The flood waters reached homes where residents had lived for thirty and forty years and never experienced flooding.  In the end, over 150,000 homes were damaged. Over half the damage, by some estimates, came in areas that flood maps had declared at low risk for flooding.  Thus, over 80% of damaged homes had no flood insurance.  Only 5 months before the August flood, 12,000 homes were damaged in 26 Louisiana parishes.

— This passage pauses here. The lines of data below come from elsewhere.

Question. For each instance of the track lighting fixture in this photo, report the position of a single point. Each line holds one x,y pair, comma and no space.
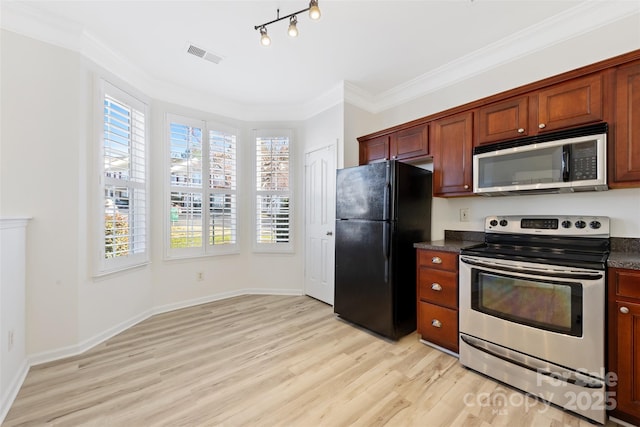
264,37
293,29
314,13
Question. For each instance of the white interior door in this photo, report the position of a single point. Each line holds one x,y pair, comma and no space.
320,215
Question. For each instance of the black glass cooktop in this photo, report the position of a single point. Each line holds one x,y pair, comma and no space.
572,252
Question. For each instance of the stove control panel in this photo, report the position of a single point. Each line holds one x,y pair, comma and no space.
564,225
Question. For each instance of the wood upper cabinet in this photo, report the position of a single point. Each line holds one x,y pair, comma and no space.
503,120
624,342
563,105
410,143
374,149
625,150
404,144
452,149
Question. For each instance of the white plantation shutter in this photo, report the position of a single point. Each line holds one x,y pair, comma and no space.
273,191
186,195
202,182
124,225
222,185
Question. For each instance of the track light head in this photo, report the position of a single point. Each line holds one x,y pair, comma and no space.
293,29
314,13
264,37
314,10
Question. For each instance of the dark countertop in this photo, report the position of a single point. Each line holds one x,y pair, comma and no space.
446,245
453,241
625,253
630,260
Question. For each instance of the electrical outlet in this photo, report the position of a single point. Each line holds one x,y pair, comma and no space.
464,215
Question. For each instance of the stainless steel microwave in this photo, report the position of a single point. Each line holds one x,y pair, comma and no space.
565,161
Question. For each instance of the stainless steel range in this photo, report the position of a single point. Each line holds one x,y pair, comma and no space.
532,308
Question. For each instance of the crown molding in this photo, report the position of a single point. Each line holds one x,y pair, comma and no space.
581,19
22,18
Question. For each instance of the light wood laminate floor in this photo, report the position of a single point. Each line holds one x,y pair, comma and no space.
267,361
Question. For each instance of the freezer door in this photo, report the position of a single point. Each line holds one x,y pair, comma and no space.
363,276
364,192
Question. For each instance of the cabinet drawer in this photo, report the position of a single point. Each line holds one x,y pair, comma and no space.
439,287
438,325
627,283
438,259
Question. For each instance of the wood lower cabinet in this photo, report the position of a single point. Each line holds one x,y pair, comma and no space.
626,145
624,342
563,105
452,143
437,295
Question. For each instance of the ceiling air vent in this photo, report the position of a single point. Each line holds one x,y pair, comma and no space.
202,53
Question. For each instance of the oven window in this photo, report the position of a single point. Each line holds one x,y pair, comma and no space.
550,305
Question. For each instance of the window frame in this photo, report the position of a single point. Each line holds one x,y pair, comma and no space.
104,265
277,247
206,249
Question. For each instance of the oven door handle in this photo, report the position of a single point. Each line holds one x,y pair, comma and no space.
566,376
565,274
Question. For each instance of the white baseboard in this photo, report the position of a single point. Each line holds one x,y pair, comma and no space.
11,393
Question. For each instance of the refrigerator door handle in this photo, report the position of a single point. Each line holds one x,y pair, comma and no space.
385,202
386,249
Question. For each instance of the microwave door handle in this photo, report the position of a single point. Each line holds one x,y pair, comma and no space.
566,159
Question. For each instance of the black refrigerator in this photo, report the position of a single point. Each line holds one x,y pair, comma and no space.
382,209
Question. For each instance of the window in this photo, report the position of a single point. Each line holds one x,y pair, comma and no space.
202,189
273,206
123,183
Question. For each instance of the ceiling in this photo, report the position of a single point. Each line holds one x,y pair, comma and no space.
376,48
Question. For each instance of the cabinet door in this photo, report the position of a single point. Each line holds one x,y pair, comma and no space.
628,357
571,103
626,145
410,143
375,149
503,120
452,142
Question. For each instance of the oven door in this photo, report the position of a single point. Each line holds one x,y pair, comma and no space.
550,312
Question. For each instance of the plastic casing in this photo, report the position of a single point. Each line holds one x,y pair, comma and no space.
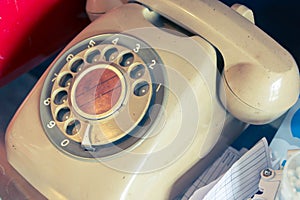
60,176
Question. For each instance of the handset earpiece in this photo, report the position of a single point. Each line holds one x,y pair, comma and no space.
260,78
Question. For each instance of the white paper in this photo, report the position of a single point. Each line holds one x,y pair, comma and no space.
219,167
241,180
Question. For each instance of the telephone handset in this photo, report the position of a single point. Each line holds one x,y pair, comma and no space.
128,107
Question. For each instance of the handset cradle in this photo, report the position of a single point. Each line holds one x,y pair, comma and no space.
258,74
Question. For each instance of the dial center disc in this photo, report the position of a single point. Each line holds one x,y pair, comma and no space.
98,91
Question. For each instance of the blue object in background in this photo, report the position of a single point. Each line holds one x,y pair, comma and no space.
295,124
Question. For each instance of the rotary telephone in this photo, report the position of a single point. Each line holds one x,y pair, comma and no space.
134,103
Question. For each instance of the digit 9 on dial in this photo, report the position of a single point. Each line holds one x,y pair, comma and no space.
96,99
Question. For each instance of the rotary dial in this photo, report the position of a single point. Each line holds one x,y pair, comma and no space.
96,98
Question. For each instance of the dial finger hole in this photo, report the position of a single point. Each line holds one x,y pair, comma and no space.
93,56
63,114
77,65
73,127
111,54
126,60
137,71
65,80
141,88
61,97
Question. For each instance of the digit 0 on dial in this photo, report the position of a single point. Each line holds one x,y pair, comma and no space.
96,98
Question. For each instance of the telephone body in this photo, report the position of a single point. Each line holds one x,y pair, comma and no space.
131,108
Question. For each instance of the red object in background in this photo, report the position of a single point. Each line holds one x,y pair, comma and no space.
33,30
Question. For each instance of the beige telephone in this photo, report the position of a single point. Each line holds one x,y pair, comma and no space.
131,106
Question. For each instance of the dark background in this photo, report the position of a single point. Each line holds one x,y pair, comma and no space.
279,19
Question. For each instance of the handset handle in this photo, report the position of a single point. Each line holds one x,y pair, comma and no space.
261,77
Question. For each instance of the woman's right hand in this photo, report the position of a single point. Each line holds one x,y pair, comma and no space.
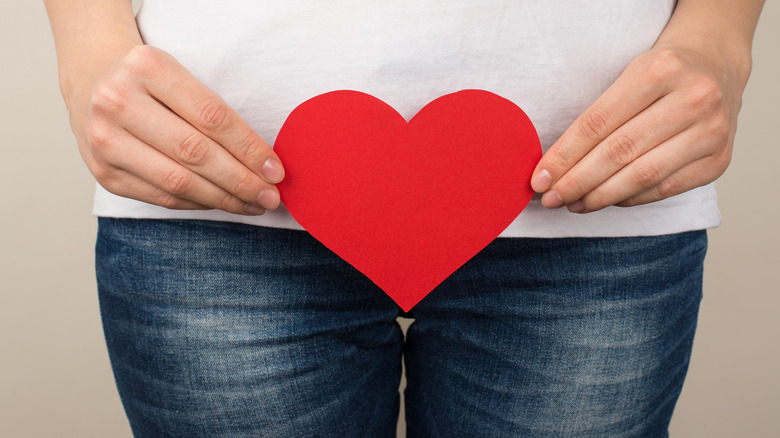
149,130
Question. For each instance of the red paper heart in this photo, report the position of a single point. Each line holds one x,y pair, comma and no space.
407,203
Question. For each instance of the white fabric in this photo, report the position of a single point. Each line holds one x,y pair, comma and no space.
552,58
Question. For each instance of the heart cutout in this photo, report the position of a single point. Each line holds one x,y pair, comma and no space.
407,203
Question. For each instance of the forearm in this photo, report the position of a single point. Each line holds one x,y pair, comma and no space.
718,30
90,35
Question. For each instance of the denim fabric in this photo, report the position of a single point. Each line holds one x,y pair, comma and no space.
217,329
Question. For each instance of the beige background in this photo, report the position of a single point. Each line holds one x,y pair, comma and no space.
55,379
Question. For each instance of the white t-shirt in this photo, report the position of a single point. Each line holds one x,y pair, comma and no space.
552,58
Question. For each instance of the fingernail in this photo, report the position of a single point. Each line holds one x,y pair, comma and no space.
552,199
541,181
273,170
576,207
268,199
254,210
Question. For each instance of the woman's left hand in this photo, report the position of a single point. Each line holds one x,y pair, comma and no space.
665,126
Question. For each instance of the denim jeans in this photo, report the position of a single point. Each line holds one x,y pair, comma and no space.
218,329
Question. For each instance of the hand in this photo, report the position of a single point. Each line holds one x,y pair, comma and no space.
664,127
150,131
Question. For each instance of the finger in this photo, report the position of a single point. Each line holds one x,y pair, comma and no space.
206,111
645,173
696,174
631,93
137,158
648,129
159,127
125,184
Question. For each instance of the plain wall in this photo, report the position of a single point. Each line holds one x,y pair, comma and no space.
55,378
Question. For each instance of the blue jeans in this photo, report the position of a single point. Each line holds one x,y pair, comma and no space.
225,330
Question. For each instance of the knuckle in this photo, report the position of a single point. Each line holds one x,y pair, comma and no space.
212,115
648,175
721,162
244,184
663,64
192,149
229,203
596,200
100,135
570,189
719,127
621,149
248,150
141,59
178,182
669,187
166,200
705,93
103,175
108,97
593,124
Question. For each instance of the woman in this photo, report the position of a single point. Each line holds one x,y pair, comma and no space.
224,319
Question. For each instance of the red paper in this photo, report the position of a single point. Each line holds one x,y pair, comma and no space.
407,203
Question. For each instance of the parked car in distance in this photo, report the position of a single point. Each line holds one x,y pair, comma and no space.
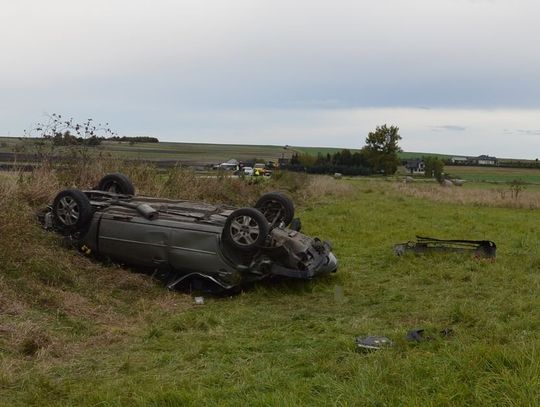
195,244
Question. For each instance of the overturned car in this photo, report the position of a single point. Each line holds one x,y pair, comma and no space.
190,244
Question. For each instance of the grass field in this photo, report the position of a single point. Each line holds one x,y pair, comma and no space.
495,174
76,332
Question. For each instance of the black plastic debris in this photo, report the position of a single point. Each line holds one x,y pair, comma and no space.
417,335
479,248
373,342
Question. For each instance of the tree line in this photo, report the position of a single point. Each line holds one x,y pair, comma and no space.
379,155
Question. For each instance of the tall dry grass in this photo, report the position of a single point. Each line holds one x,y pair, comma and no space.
502,197
40,280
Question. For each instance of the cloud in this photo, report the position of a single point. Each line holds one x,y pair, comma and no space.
451,127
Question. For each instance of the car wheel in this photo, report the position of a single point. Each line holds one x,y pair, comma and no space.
117,183
276,208
246,229
71,209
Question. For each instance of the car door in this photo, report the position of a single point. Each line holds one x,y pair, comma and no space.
134,240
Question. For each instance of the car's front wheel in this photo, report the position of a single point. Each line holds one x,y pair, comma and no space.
246,229
71,209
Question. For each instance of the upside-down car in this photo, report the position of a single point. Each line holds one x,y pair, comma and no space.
208,247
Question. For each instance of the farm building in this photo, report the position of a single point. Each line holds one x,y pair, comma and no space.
415,166
485,160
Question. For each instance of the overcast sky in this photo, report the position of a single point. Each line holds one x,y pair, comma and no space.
456,76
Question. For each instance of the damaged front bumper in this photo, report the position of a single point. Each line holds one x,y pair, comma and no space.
306,257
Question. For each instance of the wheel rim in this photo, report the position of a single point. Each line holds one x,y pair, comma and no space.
244,230
68,211
272,211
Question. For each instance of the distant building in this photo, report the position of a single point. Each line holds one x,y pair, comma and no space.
460,160
416,166
231,165
485,160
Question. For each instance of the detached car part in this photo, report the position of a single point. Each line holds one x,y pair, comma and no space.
191,243
479,248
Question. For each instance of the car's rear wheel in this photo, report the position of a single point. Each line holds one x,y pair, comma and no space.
246,229
276,208
117,183
71,209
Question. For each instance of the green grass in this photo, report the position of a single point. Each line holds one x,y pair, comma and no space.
495,174
290,343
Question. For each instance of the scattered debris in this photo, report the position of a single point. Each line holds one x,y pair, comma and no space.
417,335
199,300
480,248
373,342
446,332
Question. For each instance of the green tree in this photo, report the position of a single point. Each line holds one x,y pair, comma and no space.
434,168
381,149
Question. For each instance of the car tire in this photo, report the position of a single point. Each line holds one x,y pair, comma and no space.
71,210
117,183
246,229
276,208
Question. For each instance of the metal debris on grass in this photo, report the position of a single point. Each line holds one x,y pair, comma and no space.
479,248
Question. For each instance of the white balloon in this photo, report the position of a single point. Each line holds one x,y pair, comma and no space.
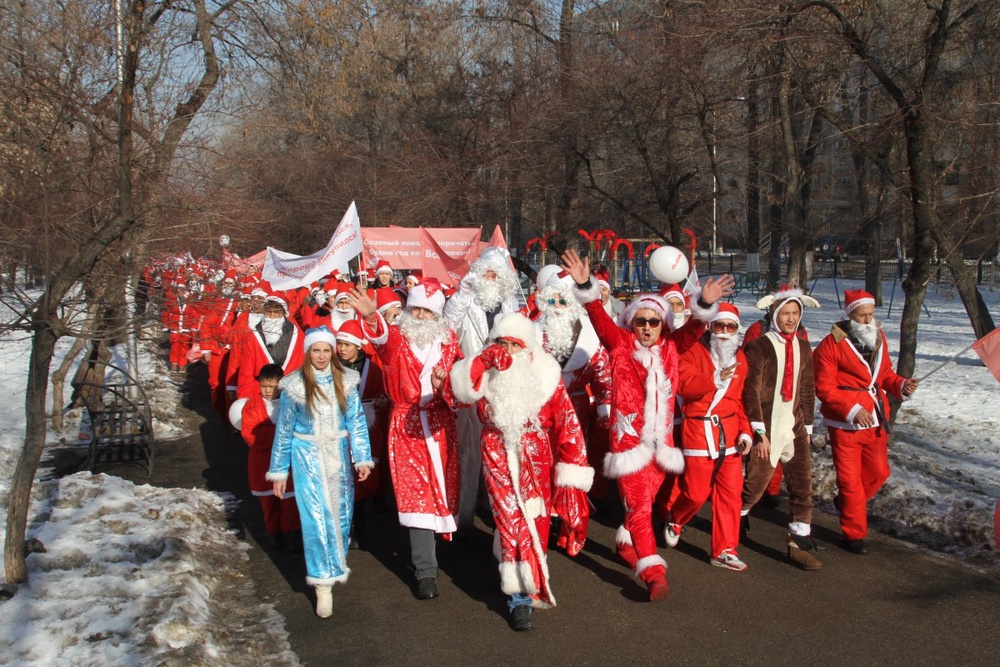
236,412
669,265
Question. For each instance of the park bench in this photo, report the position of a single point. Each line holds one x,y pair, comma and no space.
120,417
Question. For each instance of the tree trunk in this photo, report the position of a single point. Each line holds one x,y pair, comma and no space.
43,344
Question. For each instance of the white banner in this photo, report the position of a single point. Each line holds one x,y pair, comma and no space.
287,271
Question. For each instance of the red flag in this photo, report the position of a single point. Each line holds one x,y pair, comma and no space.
436,263
988,349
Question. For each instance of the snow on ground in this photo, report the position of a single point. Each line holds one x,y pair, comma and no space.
134,574
130,574
945,451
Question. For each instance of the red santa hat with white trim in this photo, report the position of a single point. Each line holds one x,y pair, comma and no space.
856,298
428,295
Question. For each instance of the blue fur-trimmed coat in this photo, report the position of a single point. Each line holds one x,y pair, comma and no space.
322,450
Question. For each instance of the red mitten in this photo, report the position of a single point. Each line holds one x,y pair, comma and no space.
495,356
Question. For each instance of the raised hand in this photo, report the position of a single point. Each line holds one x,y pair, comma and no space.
577,268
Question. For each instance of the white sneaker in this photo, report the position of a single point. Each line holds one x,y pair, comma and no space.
672,534
324,601
729,560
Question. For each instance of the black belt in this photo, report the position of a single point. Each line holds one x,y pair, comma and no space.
716,421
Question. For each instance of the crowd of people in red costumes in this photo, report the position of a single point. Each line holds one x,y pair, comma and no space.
477,396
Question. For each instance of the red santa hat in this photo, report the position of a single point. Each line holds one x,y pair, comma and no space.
350,332
429,295
321,334
654,302
727,311
855,298
386,298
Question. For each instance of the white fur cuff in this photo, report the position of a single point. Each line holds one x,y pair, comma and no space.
574,476
703,314
670,459
592,293
461,382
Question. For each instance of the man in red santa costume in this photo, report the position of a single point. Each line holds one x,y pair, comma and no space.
530,430
779,397
487,290
716,433
854,378
274,339
568,335
417,355
644,365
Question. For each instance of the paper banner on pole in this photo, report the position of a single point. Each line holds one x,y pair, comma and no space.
988,349
436,263
287,271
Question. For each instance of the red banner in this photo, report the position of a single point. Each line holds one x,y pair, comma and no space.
401,247
436,263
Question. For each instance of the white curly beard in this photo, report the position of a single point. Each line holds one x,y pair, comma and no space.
866,333
723,349
491,293
421,332
512,408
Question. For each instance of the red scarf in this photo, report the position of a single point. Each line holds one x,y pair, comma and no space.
788,378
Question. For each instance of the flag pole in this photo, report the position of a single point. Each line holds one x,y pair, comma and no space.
948,361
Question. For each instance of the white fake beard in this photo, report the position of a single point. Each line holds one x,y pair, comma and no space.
723,348
866,333
420,332
271,328
511,407
561,332
491,293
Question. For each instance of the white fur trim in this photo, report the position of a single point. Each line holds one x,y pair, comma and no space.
534,508
461,382
670,459
574,476
586,295
329,581
703,314
648,562
620,464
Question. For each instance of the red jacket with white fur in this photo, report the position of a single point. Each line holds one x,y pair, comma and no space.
642,393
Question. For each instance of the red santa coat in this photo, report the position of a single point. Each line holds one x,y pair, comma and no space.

There were many families who were flooded in both March and August, even though most of these homes were not in a flood plane and had never flooded before.  The majority of homeowners that flooded in both March and August were ineligible for FEMA assistance because they were still repairing their homes and had not yet been able to obtain flood insurance.



Summary statistics of the flood’s damage give some sense of the dimension of the suffering:

  • 13 people died.
  • 30,000 people had to be rescued from their homes by 280 high-water vehicles, 55 boats, 9 helicopters—provided by the state—and more people were rescued by what Louisianans term “the Cajun Navy,” a flotilla of private boat owners who sought to help people.
  • Over 16,000 people had to take refuge in shelters which opened as the flood waters continued to rise.
  • Estimates for the number of homes flooded in 22 Louisiana parishes are as high as 150,000.
  • Over 152,000 individuals or households registered with FEMA.
  • At the height of the flood, 265,000 students were out of school in the Baton Rouge and Livingston area alone.  In Baton Rouge, 10 schools flooded; only 2 of them have reopened; 5,000 of 40,000 students in the system were displaced by the flood.   And school enrollment had dropped by over a 1000 from last year.
  • A total of 36 parishes were affected by the March and August 2016 Floods.


Recovery has been incredibly slow.

Shelter-At-Home - The state adopted a “Shelter-at-Home” strategy that provided minimal repairs to allow homeowners to remain in their homes while restoring the larger damage. 18,000 households signed up for the program, but the repairs proved slow and it took months for most to get back into their homes.  By mid-2017, there were 11,000 families living in Shelter-at-Home houses.  There is no data on how many are still living in gutted homes, but rebuild organizations continue to report families living in substandard, unsafe and unsanitary homes.

FEMA Housing - FEMA has provided only 4,000 manufactured housing units (MHU’s) for flood victims. Typically, FEMA temporary units are installed on a homeowner’s property, but these new MHU’s were too large to fit on most flood-damaged properties.   Currently, there are still 1,000 families living in MHU’s. As of May 1, 2018, families were required to move out of the unit or begin paying rent to keep it.  Most of these are homeowners who are still paying mortgages on homes they are unable to live in.

Federal Funding -  Louisiana was awarded $1.3 billion in federal funds for flood recovery which is managed by the Restore Louisiana Task Force. Of that, only 14,370 homeowners have been awarded grants totaling $206.5million.  Yet only $60.5 million have been disbursed. What is even more concerning is that the total administration and inspection costs thus far ($74.7 million) surpass the amount of homeowner disbursements.  See chart below.

One issue is that FEMA required applicants to apply for an SBA loan in order to receive assistance.  The amount of the loan was then counted as assistance received, which meant that an award of federal funds was considered a duplication of benefits, even though homeowners are required to repay the loan (in addition to their existing mortgages). Over 6,000 homeowners were denied federal funds on this basis. But in September 2018, a law was passed to waive the duplication of benefits caused by the SBA loans . . . but only until 2021. This legislation opens up approximately $215 million in federal grants for homeowners.  The chart below shows federal funds disbursements as of March 2018.


Help is Desperately Needed  
Many, many displaced families remain in the homes of friends or other temporary housing, and volunteers are scarce.  Without intervention, our homeless population will remain unmanageable and families throughout these 22 parishes will continue to live in unsafe, unsanitary conditions.